Thread: performance: use pread instead of lseek+read

performance: use pread instead of lseek+read

From

Manfred Spraul

Date:

24 February 2003, 13:50:33

Hi all,

postgresql tries very hard to avoid calling lseek if not needed,
probably to avoid doing unnecessary syscalls.
What about removing lseek entirely and using the p{read,write}?

pread is identical to the normal read syscall, except that it has one
additional parameter: the position from which the data should be read.
All recent unices support that, it's part of POSIX.1c.
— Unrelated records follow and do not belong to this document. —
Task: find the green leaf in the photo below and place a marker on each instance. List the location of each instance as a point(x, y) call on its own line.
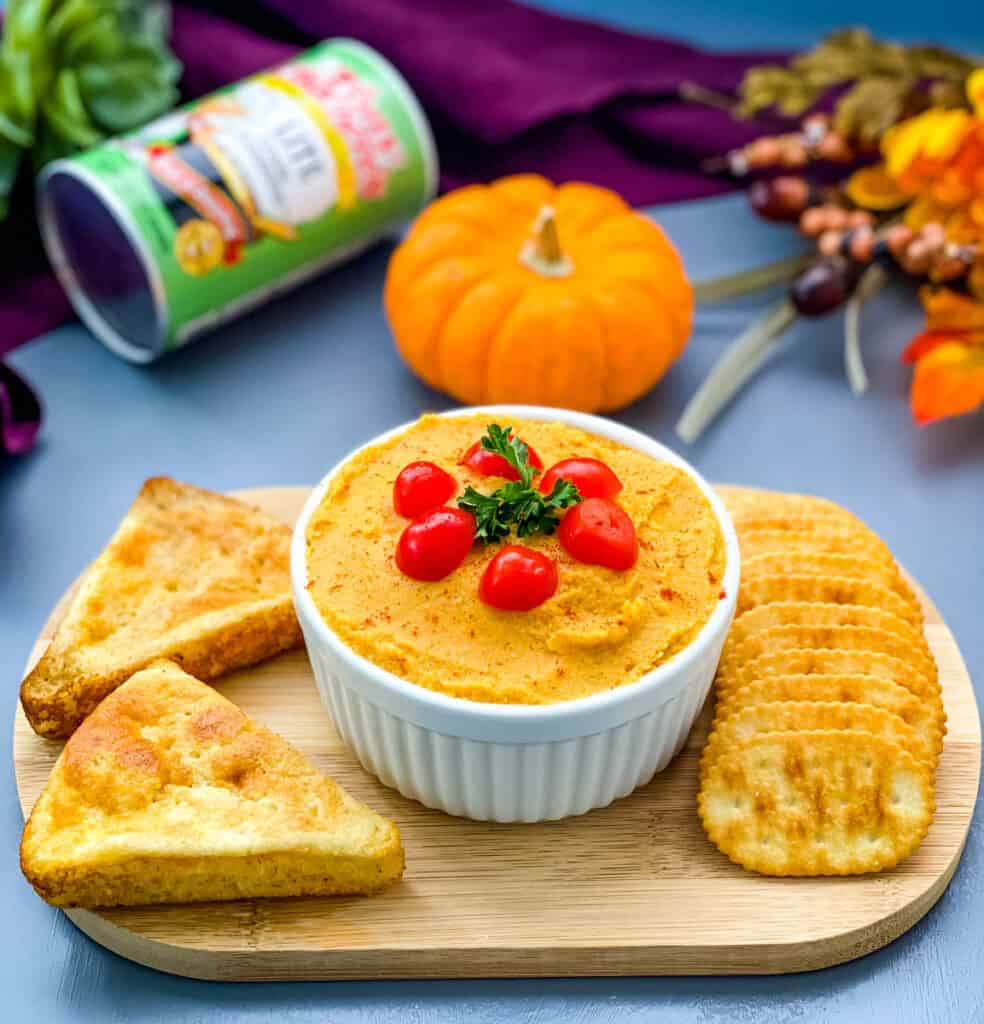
point(10, 157)
point(517, 504)
point(66, 113)
point(127, 94)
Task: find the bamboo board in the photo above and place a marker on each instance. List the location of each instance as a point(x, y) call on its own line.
point(633, 889)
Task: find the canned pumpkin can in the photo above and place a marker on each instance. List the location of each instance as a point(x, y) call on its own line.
point(164, 233)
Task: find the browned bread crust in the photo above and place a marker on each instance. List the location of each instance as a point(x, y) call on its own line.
point(168, 793)
point(189, 576)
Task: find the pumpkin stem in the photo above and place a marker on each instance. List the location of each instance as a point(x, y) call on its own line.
point(543, 253)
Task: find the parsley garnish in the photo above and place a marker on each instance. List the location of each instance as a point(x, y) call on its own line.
point(517, 503)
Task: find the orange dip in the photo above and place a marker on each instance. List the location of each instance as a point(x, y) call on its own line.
point(600, 630)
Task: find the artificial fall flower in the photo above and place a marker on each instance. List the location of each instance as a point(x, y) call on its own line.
point(948, 379)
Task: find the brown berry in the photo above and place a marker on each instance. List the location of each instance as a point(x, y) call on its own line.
point(898, 238)
point(833, 147)
point(861, 245)
point(829, 243)
point(812, 221)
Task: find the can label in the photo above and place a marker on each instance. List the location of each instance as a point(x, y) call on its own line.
point(252, 188)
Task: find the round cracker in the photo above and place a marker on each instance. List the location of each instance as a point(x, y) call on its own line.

Attached is a patch vs the cvs tree.
It seems to work - 7.3.2 with the patch applied passes the regression
test suite on RH Linux.
Untested with cvs-head, preproc.y causes a parser overflow.

What do you think?
- configure: I test for existance of pread, and assume that pwrite will
exist, too. Acceptable?
- Are you interested in further patches? xlog.c contains a few lseeks,
but I doubt that they are in the critical path.

--
   Manfred
diff -u -u -r -x configure pgsql.orig/configure.in pgsql/configure.in
--- pgsql.orig/configure.in    2003-02-19 05:04:04.000000000 +0100
+++ pgsql/configure.in    2003-02-23 09:38:46.000000000 +0100
@@ -786,7 +786,7 @@
 # SunOS doesn't handle negative byte comparisons properly with +/- return
 AC_FUNC_MEMCMP

-AC_CHECK_FUNCS([cbrt fcvt getpeereid memmove pstat setproctitle setsid sigprocmask sysconf waitpid dlopen fdatasync
utimeutimes]) 
+AC_CHECK_FUNCS([cbrt fcvt getpeereid memmove pstat setproctitle setsid sigprocmask sysconf waitpid dlopen fdatasync
utimeutimes pread]) 

 AC_CHECK_DECLS(fdatasync, [], [], [#include <unistd.h>])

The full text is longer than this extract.